第三話
「う・・・」
目を開けると、そこは冷えた石の部屋であった。
明かりは天井に穿たれた小さな窓からしか、射し込んでこない。
体を動かそうとして、ガルーダは両手を鎖に繋がれていることに気づいた。
「目が覚めたようだな」
声をかけられ、ガルーダはそちらを向いた。
三人の男が、入り口のところに立っている。皆、いやに細い目とひょろ長い体躯をしている。
ガルーダは身震いした。
蛇族には、こんな陰気な顔をした者がうじゃうじゃいると思うと、ガルーダはあらためて独りぼっちだということを実感し、泣きたくなった。
「さっきはよくも、やってくれたな。見ろ。オレの顔をこんなにしやがって」
そう言う男の顔には、無残にも五本の爪痕がついている。もっとも、傷のあるなしに関係なく、見映えのよい顔ではないのだが。

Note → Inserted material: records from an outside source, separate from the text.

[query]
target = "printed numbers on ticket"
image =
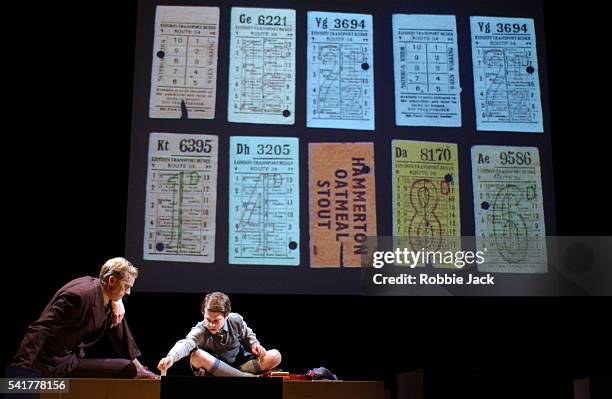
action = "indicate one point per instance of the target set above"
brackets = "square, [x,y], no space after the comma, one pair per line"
[506,82]
[426,66]
[426,196]
[509,210]
[342,203]
[181,198]
[184,70]
[262,66]
[340,80]
[264,213]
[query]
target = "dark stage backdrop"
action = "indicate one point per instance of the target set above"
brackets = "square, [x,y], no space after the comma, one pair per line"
[68,216]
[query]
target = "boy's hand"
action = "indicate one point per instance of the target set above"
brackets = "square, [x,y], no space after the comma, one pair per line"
[165,363]
[258,350]
[118,311]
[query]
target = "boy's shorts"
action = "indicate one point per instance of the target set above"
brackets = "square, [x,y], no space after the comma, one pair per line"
[242,357]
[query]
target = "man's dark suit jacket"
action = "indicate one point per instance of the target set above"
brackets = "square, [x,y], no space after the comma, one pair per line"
[72,321]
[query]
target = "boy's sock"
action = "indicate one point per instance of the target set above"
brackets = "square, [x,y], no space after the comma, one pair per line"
[222,369]
[252,366]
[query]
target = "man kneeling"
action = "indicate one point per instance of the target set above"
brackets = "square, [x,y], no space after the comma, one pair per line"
[78,316]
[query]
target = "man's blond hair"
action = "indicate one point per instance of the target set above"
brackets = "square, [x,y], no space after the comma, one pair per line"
[118,267]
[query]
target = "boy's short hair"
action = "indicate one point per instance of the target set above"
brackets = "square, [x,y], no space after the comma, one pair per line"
[217,302]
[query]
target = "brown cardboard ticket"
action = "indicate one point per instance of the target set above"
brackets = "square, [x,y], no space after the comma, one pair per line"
[342,203]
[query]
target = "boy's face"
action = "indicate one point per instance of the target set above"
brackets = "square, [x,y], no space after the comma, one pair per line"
[214,321]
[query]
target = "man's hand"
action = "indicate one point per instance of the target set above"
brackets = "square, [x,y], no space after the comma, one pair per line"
[165,363]
[258,350]
[118,311]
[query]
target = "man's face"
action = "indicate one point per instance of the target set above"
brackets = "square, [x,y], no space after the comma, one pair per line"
[214,321]
[118,288]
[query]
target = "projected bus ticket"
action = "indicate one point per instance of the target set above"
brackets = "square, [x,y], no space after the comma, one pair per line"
[508,207]
[181,198]
[506,82]
[262,66]
[184,68]
[342,203]
[340,79]
[425,195]
[264,211]
[426,67]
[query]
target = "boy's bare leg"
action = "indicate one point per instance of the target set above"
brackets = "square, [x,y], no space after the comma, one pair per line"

「くそっ。なんだ、そのツラは。べそなんかかきやがって。さあ、どこに傷をつけてほしい?」
短剣をつきつけられ、ガルーダは本当に涙をこぼした。
「子ども相手に大人気ないとは思わないか、カーリヤよ」
重みのある声であった。
三人のうしろから、数人の配下をつれ現れた男は、ひと目で、一族の長なのだとわかった。
威厳がある。
なにより、日に焼けた肌におおわれた隆々とした筋肉。すらりと伸びた背。精気あふれる両眼。
その男の風格が、ただ者ではないと告げている。
「ナーガ様・・・」
三人の男は畏れおののき、うしろにさがった。
ナーガはガルーダを見つめた。
ガルーダは、ある衝動を必死に抑えていた。
―――変身してしまう。
今ガルーダの体は、いつもの人間の姿であった。だが、肩のあたりが熱い。そこから、ざわざわと羽毛が広がりつつある。
ナーガはガルーダの肩にすっと触れた。
ガルーダはあっ、と叫ぶと体を前に曲げようとした。
しかし、頭上で腕をひとまとめにされ鎖を巻かれているため、首を垂れることしかできなかった。
「おお」
数人が驚きの呻きをあげた。
ガルーダは変身した。
黒い翼と鋭い爪をもつ、半人半鳥の姿に―――。
「見よ。これがわれらをかくのごとき身の上に落としめた怪鳥の姿だ。われらの安穏な日々を、再び奪いにきた悪魔の姿だ」
ガルーダは荒い息をついた。
変身するのはこれで三度目だ。一度目は、もっと幼かったとき。二度目は先ほど、そして今。
慣れない負担に体は悲鳴をあげている。背中がずきずきと痛んだ。